Still und klar lag das Mondlicht auf Berg und Tal. Leise zog die kühle Nachtluft durch die Wälder und kräuselte das üppige Laub. Auch in den Orangenbäumen vor Norwoods Blockhaus rauschte der spielende Wind. Er wehte um die Magnolie über des alten Mannes Grab und nahm den Duft der weißen Riesenblumen mit sich.

Neben dem Grabhügel knieten drei Menschen um ein kleines, stark rauchendes Kohlenfeuer und murmelten leise Worte: Tallihadjo, Onahee und Tomorho.

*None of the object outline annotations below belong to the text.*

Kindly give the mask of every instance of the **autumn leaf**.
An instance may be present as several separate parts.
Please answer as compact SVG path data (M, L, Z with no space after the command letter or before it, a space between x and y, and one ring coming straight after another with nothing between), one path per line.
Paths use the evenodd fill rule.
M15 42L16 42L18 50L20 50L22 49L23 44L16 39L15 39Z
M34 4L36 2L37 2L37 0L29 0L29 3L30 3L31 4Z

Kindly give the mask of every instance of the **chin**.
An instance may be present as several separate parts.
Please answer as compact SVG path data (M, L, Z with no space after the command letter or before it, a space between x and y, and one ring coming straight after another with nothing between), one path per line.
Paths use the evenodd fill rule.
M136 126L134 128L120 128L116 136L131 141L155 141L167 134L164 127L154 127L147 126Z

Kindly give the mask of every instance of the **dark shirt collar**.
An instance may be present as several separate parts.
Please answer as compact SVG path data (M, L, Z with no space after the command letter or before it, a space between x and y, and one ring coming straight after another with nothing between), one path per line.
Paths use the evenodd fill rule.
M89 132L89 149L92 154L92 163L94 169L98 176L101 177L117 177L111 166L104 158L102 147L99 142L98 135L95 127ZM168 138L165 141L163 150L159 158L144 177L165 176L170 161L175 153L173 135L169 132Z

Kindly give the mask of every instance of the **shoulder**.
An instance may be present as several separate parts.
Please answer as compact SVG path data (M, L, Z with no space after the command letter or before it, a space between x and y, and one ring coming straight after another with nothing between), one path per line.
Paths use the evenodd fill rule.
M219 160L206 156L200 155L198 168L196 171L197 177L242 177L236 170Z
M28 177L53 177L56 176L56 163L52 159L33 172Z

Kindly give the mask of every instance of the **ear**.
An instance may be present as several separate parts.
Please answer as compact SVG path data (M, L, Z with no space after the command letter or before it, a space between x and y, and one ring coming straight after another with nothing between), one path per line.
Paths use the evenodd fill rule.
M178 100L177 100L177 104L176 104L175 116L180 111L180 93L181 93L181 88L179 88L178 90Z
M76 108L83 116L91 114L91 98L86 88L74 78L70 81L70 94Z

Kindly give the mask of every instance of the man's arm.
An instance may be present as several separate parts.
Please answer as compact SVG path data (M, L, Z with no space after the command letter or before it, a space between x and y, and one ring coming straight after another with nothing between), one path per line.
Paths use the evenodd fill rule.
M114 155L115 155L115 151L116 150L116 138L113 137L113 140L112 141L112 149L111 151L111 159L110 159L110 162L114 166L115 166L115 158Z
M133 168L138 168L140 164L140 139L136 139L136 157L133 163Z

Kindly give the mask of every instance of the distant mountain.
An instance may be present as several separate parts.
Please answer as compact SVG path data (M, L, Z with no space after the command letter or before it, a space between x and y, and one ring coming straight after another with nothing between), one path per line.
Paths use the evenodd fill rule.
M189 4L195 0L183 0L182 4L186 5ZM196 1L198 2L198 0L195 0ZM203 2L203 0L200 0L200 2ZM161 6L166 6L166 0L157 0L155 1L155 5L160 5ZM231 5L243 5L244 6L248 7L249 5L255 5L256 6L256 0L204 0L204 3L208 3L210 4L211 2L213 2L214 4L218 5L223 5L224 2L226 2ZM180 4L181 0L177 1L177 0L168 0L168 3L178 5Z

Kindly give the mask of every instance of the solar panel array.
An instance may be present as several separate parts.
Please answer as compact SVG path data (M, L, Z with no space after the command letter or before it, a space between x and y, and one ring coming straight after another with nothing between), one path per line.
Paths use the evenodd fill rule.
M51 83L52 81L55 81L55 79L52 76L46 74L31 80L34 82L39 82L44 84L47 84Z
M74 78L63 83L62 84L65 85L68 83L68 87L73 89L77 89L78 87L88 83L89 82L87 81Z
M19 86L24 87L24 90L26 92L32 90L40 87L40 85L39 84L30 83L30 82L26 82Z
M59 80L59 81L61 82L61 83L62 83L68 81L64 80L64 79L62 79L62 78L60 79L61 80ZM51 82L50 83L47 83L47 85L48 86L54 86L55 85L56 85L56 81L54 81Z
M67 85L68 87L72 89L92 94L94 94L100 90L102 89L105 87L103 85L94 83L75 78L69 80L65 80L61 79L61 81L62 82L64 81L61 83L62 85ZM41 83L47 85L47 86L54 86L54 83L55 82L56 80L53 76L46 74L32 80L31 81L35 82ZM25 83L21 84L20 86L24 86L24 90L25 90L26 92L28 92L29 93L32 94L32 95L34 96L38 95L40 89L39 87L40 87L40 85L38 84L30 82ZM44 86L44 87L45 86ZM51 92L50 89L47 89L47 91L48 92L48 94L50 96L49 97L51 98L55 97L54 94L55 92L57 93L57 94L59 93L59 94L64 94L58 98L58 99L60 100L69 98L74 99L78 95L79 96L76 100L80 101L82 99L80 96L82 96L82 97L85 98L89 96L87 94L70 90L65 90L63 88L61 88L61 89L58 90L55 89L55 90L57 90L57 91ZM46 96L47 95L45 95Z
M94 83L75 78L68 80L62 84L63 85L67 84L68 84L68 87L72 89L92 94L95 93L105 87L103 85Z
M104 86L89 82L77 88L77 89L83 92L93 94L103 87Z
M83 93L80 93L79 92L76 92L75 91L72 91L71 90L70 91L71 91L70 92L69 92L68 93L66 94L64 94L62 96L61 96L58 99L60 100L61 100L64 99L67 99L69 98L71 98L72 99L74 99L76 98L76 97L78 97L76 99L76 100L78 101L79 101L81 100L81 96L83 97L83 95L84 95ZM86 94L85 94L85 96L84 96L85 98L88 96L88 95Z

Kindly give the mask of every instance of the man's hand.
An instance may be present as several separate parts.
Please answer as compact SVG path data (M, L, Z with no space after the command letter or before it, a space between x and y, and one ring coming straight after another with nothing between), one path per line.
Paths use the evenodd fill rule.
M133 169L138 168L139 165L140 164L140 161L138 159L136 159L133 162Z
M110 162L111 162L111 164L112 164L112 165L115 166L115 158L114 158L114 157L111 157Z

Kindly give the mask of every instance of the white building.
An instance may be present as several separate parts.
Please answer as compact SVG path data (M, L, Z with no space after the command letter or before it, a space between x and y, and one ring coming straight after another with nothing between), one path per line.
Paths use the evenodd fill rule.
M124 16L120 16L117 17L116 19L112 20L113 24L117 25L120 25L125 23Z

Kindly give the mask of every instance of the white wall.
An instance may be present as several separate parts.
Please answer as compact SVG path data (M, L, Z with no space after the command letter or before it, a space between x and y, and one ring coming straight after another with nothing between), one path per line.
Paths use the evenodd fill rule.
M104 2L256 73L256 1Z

»Unser weißer Bruder ist glücklich und empfängt mit Freude den süßen Duft, den wir ihm senden«, sagte der Häuptling. »Er blickt mit Dank auf uns herab und wird die roten Kinder ewig lieben!«

»Du mußt Ralph aufsuchen«, wandte sich Tallihadjo zu seinem Sohn. »Geh und such seine Spur, und wenn du weißt, wo er weilt, bring mir die Nachricht! Seines Vaters letzte Bitte an mich war, über ihn zu wachen!«

Als sie mit dem Pfad die Landstraße erreichten, trennten sie sich. Tomorho schlug die Straße nach Norden zu ein, Tallihadjo verschwand bald mit Onahee auf einem kaum erkennbaren Weg im dichten Walde, auf dem sie dem Lager ihres Stammes zueilten.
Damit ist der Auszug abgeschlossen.